Throughout this history, various assumptions have been made by some athletic directors who did not consider African-American candidates. Among doubts frequently heard behind closed doors were that African-Americans cannot lead white players, that African-Americans cannot work with white alumni organizations, and that African-Americans would be unable to raise the funds to support a big-time football program. The fact that head coaching packages now regularly surpass $1 million makes athletic directors even less likely to take a chance on an "untested" coach. But how do you get tested without the opportunity?

African-American assistant coaches were hired in the 1980s and 1990s. Hill, whose Ph.D. thesis studied attitudes on the issue, said many African-American assistants felt they were brought in to watch over and handle the increasing number of African-American players on the teams. Most were coaches of receivers, running backs or defensive lines.

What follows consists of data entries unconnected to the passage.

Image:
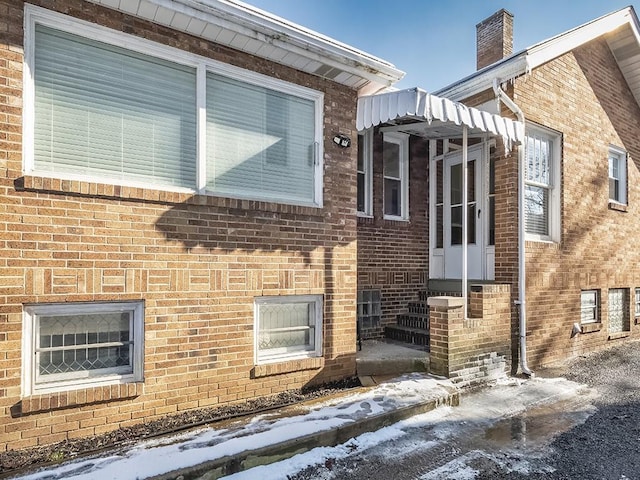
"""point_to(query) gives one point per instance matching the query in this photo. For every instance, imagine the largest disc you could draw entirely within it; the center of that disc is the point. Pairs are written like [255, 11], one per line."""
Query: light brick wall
[393, 256]
[476, 349]
[584, 96]
[196, 261]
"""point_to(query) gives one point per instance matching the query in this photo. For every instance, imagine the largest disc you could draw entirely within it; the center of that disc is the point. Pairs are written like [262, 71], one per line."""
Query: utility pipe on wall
[521, 231]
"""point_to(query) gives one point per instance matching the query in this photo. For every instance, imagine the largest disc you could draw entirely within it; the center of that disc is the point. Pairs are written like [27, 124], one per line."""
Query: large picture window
[542, 180]
[288, 327]
[108, 107]
[74, 345]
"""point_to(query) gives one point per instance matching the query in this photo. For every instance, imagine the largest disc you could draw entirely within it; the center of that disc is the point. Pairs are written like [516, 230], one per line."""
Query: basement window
[81, 345]
[589, 306]
[288, 327]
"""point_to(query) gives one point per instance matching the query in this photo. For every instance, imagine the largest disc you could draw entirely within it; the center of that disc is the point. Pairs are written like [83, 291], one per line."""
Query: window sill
[364, 215]
[590, 327]
[615, 336]
[35, 183]
[395, 219]
[287, 366]
[618, 207]
[73, 398]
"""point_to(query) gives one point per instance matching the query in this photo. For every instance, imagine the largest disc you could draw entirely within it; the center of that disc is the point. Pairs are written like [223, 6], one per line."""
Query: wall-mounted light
[341, 140]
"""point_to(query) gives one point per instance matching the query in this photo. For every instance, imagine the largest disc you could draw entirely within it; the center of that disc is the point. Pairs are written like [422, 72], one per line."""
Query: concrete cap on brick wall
[445, 302]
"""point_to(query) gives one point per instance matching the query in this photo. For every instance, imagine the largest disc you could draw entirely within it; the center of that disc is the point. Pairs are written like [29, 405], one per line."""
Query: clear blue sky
[433, 41]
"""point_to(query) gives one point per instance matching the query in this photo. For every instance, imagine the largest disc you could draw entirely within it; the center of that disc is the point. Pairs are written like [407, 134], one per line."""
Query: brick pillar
[494, 38]
[445, 318]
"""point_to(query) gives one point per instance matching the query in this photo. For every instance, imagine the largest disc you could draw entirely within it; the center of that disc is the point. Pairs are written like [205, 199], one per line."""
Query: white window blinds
[260, 142]
[107, 112]
[538, 184]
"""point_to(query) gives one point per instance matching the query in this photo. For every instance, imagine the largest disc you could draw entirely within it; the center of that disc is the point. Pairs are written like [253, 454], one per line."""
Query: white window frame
[621, 156]
[596, 307]
[367, 163]
[30, 344]
[281, 356]
[555, 180]
[38, 15]
[402, 140]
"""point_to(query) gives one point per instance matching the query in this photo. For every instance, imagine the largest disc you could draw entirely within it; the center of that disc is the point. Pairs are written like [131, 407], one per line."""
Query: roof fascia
[255, 23]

Hill said that African-Americans don't speak up for fear that they would be labeled malcontents while whites don't speak up for fear of retribution if they were thought to be "politically incorrect." The result is that real feelings are being suppressed and the undercurrents of stereotypes and covert racism are left to fester.

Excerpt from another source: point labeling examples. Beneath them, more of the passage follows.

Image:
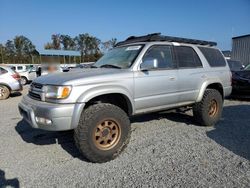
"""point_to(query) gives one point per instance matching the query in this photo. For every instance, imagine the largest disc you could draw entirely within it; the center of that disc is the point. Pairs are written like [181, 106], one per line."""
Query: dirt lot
[166, 149]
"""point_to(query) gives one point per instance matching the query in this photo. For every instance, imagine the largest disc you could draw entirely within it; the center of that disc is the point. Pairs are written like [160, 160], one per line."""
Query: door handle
[204, 76]
[172, 78]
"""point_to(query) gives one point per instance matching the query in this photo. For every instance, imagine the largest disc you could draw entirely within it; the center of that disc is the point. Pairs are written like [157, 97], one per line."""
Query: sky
[216, 20]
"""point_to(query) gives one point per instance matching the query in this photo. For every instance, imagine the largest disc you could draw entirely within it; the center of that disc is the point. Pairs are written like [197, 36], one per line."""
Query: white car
[27, 73]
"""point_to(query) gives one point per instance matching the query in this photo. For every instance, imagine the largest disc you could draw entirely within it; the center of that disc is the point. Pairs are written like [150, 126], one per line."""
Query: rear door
[190, 73]
[156, 88]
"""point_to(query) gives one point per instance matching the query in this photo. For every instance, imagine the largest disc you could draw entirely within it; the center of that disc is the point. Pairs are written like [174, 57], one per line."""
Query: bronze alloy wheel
[107, 134]
[213, 108]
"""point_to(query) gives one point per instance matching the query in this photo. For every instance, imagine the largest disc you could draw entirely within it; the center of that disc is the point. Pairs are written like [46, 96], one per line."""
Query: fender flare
[204, 87]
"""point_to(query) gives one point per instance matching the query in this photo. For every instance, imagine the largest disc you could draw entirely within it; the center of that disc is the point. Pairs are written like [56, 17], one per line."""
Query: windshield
[120, 57]
[247, 67]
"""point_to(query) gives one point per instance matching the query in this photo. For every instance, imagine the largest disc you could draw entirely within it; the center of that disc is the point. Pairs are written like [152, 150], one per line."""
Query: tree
[67, 42]
[48, 46]
[23, 48]
[56, 41]
[10, 51]
[88, 45]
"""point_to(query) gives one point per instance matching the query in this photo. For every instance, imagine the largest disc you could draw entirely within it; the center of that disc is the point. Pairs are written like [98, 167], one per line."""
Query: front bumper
[63, 116]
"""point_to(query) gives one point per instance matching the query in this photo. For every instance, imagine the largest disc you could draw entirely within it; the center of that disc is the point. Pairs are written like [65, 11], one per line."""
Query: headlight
[57, 92]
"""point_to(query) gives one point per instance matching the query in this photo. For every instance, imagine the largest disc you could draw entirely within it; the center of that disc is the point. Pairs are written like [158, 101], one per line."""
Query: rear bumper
[63, 116]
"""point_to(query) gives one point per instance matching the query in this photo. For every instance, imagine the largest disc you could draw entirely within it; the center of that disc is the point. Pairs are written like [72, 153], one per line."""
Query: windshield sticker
[133, 48]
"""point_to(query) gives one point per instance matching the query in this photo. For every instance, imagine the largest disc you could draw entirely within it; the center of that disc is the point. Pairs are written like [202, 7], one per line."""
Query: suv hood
[80, 76]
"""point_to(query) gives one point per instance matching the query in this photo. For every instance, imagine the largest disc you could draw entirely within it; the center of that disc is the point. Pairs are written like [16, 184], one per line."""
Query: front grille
[34, 96]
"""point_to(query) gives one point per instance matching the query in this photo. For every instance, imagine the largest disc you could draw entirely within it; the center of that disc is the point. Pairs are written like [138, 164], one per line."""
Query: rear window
[19, 68]
[2, 71]
[187, 57]
[213, 56]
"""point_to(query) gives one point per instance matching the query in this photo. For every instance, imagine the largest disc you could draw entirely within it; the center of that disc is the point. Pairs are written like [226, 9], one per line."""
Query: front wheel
[4, 92]
[103, 132]
[208, 111]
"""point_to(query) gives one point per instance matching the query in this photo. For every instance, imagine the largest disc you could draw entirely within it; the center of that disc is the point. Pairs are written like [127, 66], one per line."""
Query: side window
[187, 57]
[213, 56]
[19, 68]
[162, 54]
[2, 71]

In 1997, there was an all-time high of eight African-American head coaches. The number dropped to six in 1998, five in 1999 and four in the year 2001.

Current hiring practices in college football can be portrayed as a pyramid.

At the bottom of the pyramid, 50.6 percent of Division I-A scholarship athletes are African-American.

Looking up the side of the pyramid, 20.4 percent of the assistant coaches in Division I football are African-American. Are there coaches in the pipeline below Division I? When you combine all three NCAA divisions, only 14.9 percent of assistant coaches are African-American.

Approaching the pinnacle, approximately 10 percent of the coordinator positions, considered to be the most important channels to head coaching positions, are held by African-Americans.

At that top, a narrow 3.5 percent of all Division I-A schools and 2.4 percent of all Division I schools have an African-American head coach.

I don't think we need to know anything more than the Eddie Robinson story. As this college football season began, many debated whether Bobby Bowden or Joe Paterno will hold the all-time record for wins in college football. Most seem to have forgotten that Robinson had 80 victories more than either one of these giants by the end of his incredible career. He sent more athletes to the NFL than any other head football coach in the history of college football. His athletes graduated at a rate of nearly 80 percent in a sport where the rate is nearly 50 percent. And only in this last year were any of his players ever in trouble for crossing social norms.

In spite of this amazing record, Robinson not only was never hired by a Division I-A school but was never offered an interview. I think that tells the story even more than the numbers.

Richard E. Lapchick is chairman of the DeVos Sports Business Management master's program at the University of Central Florida.